TRASHY TUESDAY: THE COASTWATCHERS by Michael Owen (Horwitz, 1965)
“A moment of violence could save the women from shocking cruelty and humiliation. Together, the two Australians moved in on the Japanese and the two women pegged to the ground.”
From the back cover of The Coastwatcher
World War II featured prominently in popular fiction well into the 1960s and 70s. In Australia there emerged in the 1960s a sub-genre of popular fiction about Australian Prisoners of War and how they survived under the Japanese. These books usually focussed on the cruelty of the Japanese guards and fed off the strong resentment towards the Japanese that still existed in the 1960s (and probably longer). These books did not dwell on battles, but rather on how the soldiers, and usually attractive young women, withstood the brutality of the guards. Similar books about beautiful women being tortured by the Nazis also proved popular.

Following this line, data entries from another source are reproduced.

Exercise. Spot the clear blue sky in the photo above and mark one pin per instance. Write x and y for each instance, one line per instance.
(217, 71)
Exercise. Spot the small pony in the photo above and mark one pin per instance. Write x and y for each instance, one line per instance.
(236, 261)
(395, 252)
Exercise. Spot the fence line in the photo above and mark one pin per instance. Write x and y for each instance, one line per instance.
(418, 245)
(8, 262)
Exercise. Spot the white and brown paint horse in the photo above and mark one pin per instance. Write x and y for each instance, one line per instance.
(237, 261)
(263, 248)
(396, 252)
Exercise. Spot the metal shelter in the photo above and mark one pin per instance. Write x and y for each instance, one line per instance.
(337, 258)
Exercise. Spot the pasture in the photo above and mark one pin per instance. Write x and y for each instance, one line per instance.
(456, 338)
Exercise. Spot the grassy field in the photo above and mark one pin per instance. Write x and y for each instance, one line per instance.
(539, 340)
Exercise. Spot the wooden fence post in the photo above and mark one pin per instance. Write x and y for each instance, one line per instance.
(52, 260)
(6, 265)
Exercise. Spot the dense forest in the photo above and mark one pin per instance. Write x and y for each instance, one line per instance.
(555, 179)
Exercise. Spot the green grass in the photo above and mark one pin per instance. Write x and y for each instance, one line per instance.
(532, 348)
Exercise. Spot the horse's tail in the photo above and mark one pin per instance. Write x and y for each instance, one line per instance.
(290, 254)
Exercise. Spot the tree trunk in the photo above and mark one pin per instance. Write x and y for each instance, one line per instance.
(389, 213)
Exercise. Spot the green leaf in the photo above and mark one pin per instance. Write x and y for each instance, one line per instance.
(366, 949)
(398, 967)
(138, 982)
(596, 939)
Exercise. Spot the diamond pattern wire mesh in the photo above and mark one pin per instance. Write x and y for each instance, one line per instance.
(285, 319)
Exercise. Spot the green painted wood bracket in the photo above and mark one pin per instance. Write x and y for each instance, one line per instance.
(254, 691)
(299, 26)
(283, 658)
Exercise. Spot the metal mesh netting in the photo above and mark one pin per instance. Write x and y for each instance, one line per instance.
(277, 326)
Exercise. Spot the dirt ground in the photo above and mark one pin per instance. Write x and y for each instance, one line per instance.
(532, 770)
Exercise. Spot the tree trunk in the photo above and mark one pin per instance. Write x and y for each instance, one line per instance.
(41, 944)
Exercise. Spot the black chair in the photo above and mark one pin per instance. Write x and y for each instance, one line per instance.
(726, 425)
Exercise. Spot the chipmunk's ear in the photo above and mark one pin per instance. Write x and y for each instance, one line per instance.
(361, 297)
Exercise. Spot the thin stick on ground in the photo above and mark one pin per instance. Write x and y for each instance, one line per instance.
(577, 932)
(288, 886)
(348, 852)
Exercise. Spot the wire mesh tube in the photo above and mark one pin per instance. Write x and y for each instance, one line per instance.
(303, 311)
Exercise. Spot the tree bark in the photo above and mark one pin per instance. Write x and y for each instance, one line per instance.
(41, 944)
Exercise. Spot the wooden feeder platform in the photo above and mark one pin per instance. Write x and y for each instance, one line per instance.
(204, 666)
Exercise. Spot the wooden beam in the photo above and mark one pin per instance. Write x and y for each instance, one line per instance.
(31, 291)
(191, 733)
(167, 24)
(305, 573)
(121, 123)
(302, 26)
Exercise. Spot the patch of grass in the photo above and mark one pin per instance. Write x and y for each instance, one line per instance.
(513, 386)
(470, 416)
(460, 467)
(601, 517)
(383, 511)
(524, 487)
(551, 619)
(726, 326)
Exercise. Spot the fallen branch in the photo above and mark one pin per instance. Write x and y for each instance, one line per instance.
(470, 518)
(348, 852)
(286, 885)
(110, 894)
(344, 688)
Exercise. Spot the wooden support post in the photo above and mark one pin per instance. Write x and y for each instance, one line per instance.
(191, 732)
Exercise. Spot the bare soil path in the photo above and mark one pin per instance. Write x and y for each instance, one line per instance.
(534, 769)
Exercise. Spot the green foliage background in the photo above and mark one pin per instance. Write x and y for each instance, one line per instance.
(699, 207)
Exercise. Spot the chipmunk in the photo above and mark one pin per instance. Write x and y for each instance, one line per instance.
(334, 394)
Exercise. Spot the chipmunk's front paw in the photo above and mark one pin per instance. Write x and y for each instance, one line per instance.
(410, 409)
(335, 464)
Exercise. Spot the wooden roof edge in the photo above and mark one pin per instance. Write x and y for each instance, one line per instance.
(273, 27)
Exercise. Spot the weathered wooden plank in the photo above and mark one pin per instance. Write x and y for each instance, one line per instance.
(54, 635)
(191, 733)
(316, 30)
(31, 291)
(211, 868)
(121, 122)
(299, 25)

Horwitz Publishing produced several series along these lines, including the Jim Kent, Ray Slattery and John Slater series of books, with titles like Camp Terror, Slave Women and Women Under the Samurai.
The covers of the books usually featured near naked women, being tied up or beaten, or Australian soldiers about to be beheaded. Some of the covers, such as the one for Gestapo Camp by John Slater, had a real dramatic pulp feel to them.
Thirteen war books were produced under the Michael Owen name, which were mainly written by C. J. McKenzie. The Coastwatchers is Number 11 in the series and follows a rescue mission to save two women being held by the Japanese on a Philippines island and then a dramatic chase through the jungle.
It is not a bad book. The pacing is brisk and there is plenty of action and sexual tension between the women and the Australian soldiers. The writing, however, is perfunctory and the dialogue has a stilted feel to it. The romance elements are not sophisticated, and the Australian men seemed affronted when the women turn out to be good fighters. There is lots of bravery and some self-sacrifice towards the end. The Japanese are portrayed as savages and there is no attempt to even out their characters. The two white women, and a Filipino girl, are frequently tied up or tied down and their clothes ripped off them. Descriptions of breasts and nipples feature prominently, but despite the suggestion of horrible deeds the books are very tame by today’s standards. In all, it is an easy, diverting read.
The cover is by Col Cameron, who did over a hundred covers for Australian paperbacks, mainly for Horwitz. It is a good action cover, with a near naked woman in the background and gives a clear sense of what the book is about. The cover is more dramatic than a lot from this period and is not dissimilar from the covers to be found on American men’s magazines at the time. Interestingly the Japanese soldier on the ground is holding a shin-gunto sword, which frequently featured on paperback covers.
It is not a great book, but it is certainly an interesting reminder of a popular cultural trend in the 1960s and early 70s.
Like always, this article owes much to the excellent Australian Paperback Guide by the late Graeme Flanagan.